CRITIQ: Determine the Most Variable Reflections

Authors: Richard Alden, Jim Stewart and Keith Watenpaugh

Contact: Keith Watenpaugh, Physical and Analytical Chemistry,

The Upjohn Company, Kalamazoo, MI49001, USA.

CRITIQ is used to examine multiply observed intensity data and to pick out the most variable reflections. A bdf containing replicated observations is read and a list of the reflections whose multiple observations exhibit the most variability is produced. The N most variable reflections according to each of four categories are listed. N is user specified. It is also possible to list all singly-observed reflections within a specified range of sinθ/λ.

Overview

Five different discrepancy lists are prepared; a separate compact list, in order of decreasing discrepancy, for each of the four ranking categories (see below), plus a merged list containing all ranked reflection intensities. The merged list is listed in reflection sort order. To aid editing, the merged list contains, in additon to the ranked observations, up to a specified maximum number of unranked observations for each reflection.

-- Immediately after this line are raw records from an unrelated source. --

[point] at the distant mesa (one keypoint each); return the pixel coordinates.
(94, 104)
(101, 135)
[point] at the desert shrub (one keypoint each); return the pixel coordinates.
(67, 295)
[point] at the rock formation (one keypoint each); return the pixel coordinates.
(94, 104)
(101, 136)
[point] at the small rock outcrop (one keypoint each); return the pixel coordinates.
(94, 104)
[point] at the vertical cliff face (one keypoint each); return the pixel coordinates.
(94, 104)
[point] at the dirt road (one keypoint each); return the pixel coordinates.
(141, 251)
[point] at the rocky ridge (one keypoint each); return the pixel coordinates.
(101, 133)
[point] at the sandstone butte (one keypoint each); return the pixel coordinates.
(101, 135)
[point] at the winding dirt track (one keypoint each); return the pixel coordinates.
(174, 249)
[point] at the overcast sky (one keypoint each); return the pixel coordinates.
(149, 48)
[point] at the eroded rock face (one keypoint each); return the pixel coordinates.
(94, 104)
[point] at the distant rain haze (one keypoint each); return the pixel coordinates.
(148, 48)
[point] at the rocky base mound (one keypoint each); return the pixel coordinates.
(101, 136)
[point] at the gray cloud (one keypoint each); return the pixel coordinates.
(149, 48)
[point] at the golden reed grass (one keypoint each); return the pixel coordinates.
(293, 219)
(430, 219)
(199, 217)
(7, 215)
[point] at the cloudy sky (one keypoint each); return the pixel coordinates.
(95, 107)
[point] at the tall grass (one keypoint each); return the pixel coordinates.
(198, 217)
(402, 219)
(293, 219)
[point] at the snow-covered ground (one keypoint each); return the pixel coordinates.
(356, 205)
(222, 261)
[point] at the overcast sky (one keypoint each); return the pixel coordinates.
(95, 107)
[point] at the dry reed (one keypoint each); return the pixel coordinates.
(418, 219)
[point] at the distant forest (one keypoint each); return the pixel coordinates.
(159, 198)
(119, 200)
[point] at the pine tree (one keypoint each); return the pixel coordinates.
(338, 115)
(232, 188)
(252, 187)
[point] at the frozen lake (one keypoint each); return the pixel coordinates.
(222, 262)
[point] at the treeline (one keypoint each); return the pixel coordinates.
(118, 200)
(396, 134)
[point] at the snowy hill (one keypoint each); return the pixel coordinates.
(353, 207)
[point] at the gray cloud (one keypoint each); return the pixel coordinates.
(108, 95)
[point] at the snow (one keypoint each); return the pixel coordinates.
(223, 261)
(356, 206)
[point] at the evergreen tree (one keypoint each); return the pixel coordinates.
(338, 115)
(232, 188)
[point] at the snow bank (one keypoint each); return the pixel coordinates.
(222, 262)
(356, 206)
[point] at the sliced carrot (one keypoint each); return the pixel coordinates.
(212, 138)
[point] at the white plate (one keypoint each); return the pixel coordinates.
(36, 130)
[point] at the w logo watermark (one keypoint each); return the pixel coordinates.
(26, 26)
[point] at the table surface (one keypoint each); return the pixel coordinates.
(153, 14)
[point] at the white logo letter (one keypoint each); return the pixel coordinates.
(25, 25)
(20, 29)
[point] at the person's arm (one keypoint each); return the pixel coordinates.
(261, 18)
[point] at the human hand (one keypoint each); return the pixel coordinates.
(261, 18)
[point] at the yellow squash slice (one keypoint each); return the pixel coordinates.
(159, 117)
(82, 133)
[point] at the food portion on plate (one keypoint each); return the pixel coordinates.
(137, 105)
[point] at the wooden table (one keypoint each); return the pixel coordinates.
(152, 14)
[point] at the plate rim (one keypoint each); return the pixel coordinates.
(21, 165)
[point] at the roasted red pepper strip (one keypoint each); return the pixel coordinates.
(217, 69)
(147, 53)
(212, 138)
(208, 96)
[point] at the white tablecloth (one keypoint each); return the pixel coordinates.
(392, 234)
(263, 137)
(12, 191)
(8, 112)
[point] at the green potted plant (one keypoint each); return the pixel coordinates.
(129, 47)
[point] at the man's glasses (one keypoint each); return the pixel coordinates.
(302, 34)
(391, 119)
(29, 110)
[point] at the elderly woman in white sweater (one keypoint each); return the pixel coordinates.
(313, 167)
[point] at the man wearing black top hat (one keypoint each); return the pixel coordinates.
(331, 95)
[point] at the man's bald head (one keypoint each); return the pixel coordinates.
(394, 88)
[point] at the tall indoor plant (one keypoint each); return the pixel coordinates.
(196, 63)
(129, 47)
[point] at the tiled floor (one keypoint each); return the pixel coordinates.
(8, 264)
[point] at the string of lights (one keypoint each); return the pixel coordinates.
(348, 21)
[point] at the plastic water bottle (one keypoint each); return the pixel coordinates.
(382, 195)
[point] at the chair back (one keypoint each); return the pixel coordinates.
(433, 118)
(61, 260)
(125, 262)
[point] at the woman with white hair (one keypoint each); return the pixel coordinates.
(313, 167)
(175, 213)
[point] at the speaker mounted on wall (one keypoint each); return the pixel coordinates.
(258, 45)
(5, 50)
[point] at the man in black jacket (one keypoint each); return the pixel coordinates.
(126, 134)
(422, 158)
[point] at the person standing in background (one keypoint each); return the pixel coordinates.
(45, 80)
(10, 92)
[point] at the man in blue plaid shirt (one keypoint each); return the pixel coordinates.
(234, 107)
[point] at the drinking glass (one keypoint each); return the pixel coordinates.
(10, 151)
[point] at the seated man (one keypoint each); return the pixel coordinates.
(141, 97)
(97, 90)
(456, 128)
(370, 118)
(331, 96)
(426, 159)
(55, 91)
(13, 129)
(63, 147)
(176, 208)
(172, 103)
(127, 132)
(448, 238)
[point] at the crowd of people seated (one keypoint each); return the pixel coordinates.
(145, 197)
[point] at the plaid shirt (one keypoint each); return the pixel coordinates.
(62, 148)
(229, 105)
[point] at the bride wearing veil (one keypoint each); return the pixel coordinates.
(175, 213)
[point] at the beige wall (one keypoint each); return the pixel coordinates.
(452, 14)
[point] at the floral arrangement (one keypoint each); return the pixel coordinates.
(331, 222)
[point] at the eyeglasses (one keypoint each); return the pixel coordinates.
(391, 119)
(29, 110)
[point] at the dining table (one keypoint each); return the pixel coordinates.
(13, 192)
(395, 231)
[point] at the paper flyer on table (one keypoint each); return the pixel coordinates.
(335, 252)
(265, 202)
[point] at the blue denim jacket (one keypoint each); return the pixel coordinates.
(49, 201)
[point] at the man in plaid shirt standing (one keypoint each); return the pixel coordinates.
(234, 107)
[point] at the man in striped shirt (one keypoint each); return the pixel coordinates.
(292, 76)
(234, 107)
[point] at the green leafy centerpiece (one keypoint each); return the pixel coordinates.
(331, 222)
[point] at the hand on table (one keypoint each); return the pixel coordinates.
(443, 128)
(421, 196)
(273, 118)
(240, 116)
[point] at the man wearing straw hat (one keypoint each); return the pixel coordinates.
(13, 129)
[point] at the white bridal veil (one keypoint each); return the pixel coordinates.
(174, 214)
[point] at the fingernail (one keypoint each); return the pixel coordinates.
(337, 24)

The ranking categories are as follows:

1. |K*I-Y|

2. (1-Y/(K*I))2 (corresponds to the SCALE1 R-factor)

3. |K*I-Y| / σY

4. |K*I-Y| / σI

where I is the observed intensity(rel), Y is the mean intensity of a particular reflection and K is the scale constant for a particular scale group. For observations where I < 0.1, the value for category number 2 is not computed (i.e., the observation is not considered for ranking purposes in that category).

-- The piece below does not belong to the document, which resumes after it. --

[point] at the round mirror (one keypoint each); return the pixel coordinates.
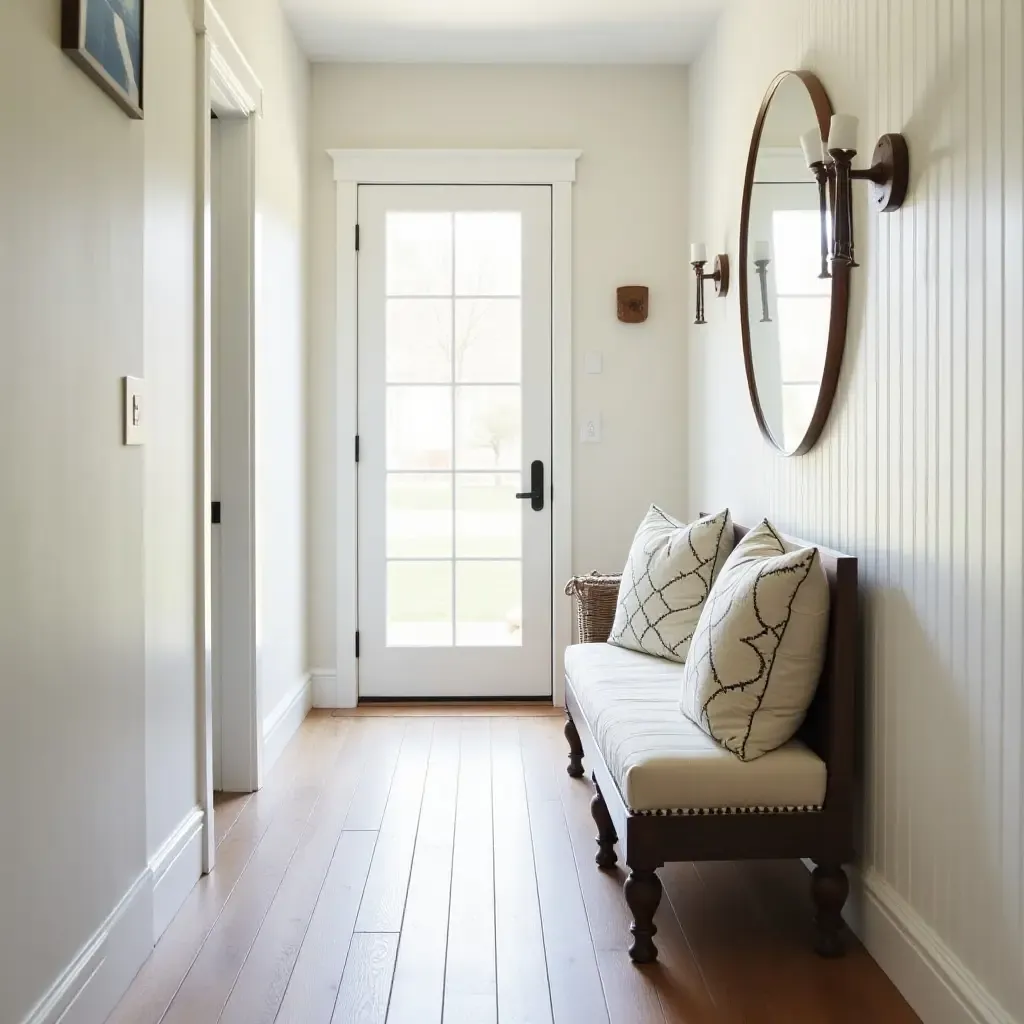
(793, 300)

To clarify what is meant by "decreasing discrepancy" for a category, consider the observation which has the largest absolute value for the expression, K*I-Y. It will be ranked number one in category 1 above and will appear as such in the listing for that category. Of course it may also appear in one or more of the remaining three categories. This observation will also be listed in the merged set of all discrepancies under the reflection to which it belongs. All other observations for that reflection which have rankings in any of the four categories will also appear, as well as a user-specified maximum of unranked observations (if any), still for that same reflection.

File Assignments

Reads reflection data from the input archive bdf

Example

title ANALYZE NATIVE DATA AFTER INITIAL SCALING

CRITIQ 1 50

The listing will consist of the 50 largest discrepancies in each of the 4 categories with all scale group numbers and all data being involved. No singly observed reflections will be listed and Bijvoet pairs will not be considered as separate reflections. All shift numbers for which there are scale factors will be read from logical record lrrefl: of the input bdf.